When I was a child, it was very common to play cops and robbers or some other form of good guys and bad guys. The bad guys attacked the good guys and then the good guys defended themselves and they always won. That was the nature of our games and that was also the nature of the books we read and the films we watched. It may have been a simplistic way of looking at things, but as children, it presented us with a powerful message – there is good and evil in this world and the key is to defeat evil. Not to pretend it doesn’t exist.

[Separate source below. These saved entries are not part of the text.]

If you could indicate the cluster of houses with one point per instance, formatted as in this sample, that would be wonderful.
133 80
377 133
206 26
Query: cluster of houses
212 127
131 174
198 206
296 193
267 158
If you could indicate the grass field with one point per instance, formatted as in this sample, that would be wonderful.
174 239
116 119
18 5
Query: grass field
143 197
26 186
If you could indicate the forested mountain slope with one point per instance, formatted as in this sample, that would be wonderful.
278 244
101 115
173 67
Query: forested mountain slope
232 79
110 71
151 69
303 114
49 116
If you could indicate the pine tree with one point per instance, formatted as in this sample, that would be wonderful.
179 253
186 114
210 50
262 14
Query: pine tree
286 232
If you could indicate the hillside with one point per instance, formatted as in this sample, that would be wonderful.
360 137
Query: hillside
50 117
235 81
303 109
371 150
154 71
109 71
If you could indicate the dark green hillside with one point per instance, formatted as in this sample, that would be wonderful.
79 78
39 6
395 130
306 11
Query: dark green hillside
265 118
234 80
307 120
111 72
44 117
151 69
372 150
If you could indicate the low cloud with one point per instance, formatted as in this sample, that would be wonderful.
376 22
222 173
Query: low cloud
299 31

Something has happened to that rather black and white ethos in recent years. Some will call it moral equivalence but it goes much deeper than that. In many ways, we have become more humane. When we are presented with a criminal or a terrorist, we are less inclined to immediately pronounce judgment and we are truly interested in learning how he or she got to this terrible place. We want to understand the psychology behind the act and we try to refrain from passing judgment. We want to view people and actions from the perspective of mercy and not from the perspective of judgment.

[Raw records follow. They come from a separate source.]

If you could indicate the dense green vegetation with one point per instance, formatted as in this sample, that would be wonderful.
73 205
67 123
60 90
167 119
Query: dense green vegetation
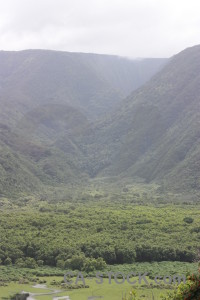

But this sort of humanity can sometimes backfire. And as I ponder the responses to this latest outrage, I wonder if society hasn’t slipped into a very dangerous way of thinking. We all ask why – how could such a terrible thing happen? And that question is indeed important and should be asked and if at all possible, it should be answered. But that is not the heart of the issue. The heart of the issue should be how can we protect our children? And perhaps this is where dealing with terrorism is easier.

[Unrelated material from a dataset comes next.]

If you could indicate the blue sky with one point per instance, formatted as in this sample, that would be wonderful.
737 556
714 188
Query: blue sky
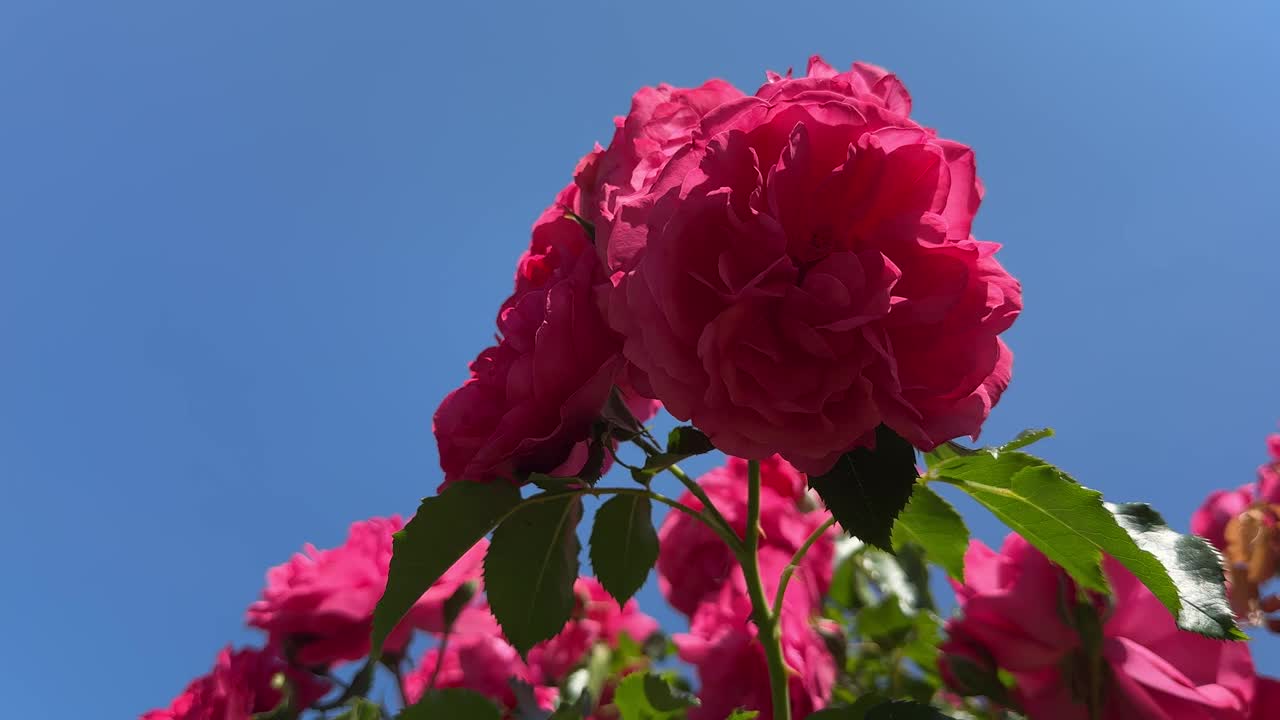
246 249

In Israel, we know why terrorists attack us. We have enemies and they will stop at nothing to destroy Israel and the Jewish people. We cannot solve the riddle that is the root of anti-Semitism, that hatred of Jews has been with us for so many centuries that it is just a given. So rather than rack our souls with questions of why, we get down to the business of prevention. How can we protect our children and our civilians?
In Israel, as a result of our ongoing vulnerability to terrorist attack, our schools are all surrounded by locked gates and an armed guard stands in front of each school. Armed guards check our pocket books and the trunks of our cars as we enter shopping centers. For those who have visited Israel for the first time, this may seem a scary experience but for us it is just part of life. When guns are in the hands of the good guys, we are not frightened. We feel protected.
While I cannot weigh in on the controversial subject of gun control in the US, I do not think that guns are evil items in and of themselves. When used by evil people, they are indeed very dangerous. When used by good people, they can save lives. But in order to make the distinction between good and bad use of guns, we have to be willing to distinguish between good and evil people. We have to be willing to pass judgment and we have to be willing to realize that evil is around us. And if we are going to win the battle against evil, we are going to have to be willing to fight.
I keep asking myself what would have happened if that school in Connecticut had been protected by an armed guard. A young man with a hunting rifle would not have gotten very far – he would have been shot dead before being able to do any damage. There have been countless terrorist attacks in Israel which were stopped mid-stream by citizens or security personnel who were nearby and who were armed. And they were armed because they were identified as individuals who could help in our fight against terrorism.
Thank G-d, America and most other countries do not face the evil of terrorism on a daily basis. But America does face an evil of another sort, regularly. And it is an evil that must be identified and fought against, just as Israel has identified its evil and continues to fight against it. Many countries around the world criticize Israel regularly for defending itself. Defense is not always pretty and it doesn’t always photograph well. But there is no other way to protect our children. I pray that this most recent attack in America will be the last. And I hope that wise people in the US and all over the world wake up and realize that evil is everywhere. And that we are at our most moral when we defend ourselves and fight against that evil.